Aproveitando a vinda de Mike Carey, o argumentista de comics que já trabalhou em Batman, X-Men e Fantastic Four e da sua mulher, a escritora Linda Carey ao Fórum Fantástico, um evento anual de ficção científica, que este ano se realizou na Biblioteca Orlando Ribeiro, em Lisboa, conversámos sobre a longa carreira literária, sobre Lucifer, sobre banda desenhada, literatura e o argumento que escreveu para o filme The Girl with All the Gifts, protagonizado por Glenn Close e Gemma Arterton.

Olhando para o facto que a paixão pela escrita corre na vossa família, existe um projeto em que ambos colaboraram, acompanhados por uma terceira pessoa: a vossa filha. Como foi esta experiência?
Linda Carey: Queres ouvir como tudo começou? O Mike tinha apresentado uma proposta para uns comics que iam chamar-se 365 mulheres e Jamal. Era sobre um sheik mitológico das arábias que tem um harém com uma mulher diferente para cada dia do ano. Ele é deposto por um rival que não tem qualquer interesse por elas e exila-as no deserto. A acompanhá-las está o filho do sheik, e quando o rival se apercebe disso começa a persegui-los, mas eles acabam por formar um exército e depõem-no, criando uma cidade só de mulheres.

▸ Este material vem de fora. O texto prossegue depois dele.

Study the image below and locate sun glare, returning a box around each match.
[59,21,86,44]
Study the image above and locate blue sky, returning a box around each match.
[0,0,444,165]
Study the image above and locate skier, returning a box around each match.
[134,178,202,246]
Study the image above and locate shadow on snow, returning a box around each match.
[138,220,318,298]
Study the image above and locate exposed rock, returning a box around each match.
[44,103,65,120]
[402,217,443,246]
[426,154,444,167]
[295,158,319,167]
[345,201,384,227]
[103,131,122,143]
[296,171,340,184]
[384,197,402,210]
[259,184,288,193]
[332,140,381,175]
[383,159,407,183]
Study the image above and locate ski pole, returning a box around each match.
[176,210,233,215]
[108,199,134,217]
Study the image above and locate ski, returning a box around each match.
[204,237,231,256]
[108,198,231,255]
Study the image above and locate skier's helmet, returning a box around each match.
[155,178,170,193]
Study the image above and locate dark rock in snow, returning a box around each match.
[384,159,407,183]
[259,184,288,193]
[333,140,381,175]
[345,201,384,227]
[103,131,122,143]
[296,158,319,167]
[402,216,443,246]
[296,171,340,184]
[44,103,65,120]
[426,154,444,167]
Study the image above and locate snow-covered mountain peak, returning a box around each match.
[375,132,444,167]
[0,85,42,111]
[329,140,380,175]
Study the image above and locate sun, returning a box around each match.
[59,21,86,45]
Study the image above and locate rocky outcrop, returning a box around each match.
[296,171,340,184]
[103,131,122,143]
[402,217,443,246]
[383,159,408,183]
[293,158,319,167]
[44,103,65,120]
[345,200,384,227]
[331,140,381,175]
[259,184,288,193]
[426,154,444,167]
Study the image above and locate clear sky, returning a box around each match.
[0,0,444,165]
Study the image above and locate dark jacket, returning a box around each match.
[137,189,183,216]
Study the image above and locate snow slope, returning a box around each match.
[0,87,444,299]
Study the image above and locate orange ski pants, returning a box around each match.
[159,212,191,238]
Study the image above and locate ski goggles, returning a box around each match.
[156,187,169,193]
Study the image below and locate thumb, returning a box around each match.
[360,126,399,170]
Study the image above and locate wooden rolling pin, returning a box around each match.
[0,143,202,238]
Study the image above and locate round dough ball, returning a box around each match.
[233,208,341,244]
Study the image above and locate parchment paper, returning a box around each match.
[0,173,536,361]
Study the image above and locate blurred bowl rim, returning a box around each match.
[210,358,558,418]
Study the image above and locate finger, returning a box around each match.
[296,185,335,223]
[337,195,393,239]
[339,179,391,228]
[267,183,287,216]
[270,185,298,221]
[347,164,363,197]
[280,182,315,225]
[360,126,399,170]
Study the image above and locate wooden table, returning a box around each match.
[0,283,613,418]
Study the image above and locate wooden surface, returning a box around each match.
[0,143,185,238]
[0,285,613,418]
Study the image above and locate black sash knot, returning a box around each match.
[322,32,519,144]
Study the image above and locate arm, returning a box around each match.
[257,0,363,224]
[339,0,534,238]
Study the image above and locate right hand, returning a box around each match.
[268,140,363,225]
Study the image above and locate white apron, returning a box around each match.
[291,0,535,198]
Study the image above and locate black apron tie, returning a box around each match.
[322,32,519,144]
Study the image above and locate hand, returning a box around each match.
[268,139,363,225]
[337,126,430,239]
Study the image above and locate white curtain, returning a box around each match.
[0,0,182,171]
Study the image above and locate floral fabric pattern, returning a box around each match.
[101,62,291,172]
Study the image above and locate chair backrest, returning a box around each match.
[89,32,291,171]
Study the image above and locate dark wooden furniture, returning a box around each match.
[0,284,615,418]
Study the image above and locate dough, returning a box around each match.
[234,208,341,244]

Esta era a ideia do Mike e eu adorei-a, mas o editor não estava muito interessado nela para um comic, então eu disse: “Eu quero escrevê-lo como um romance”. Então ele pensou no assunto e disse: “Não… Eu quero escrevê-la como um romance. E tu podes escrevê-la comigo”. Neste processo entra a nossa filha, com 19 anos na altura, que quis também colaborar na escrita do romance. Já que estávamos a fazer uma colaboração inédita um com o outro e nunca tínhamos o feito antes, dissemos “porque não?” e ela deu-nos ótimas ideias para o desenvolvimento da história e muito rapidamente tornamo-nos um triunvirato de escrita.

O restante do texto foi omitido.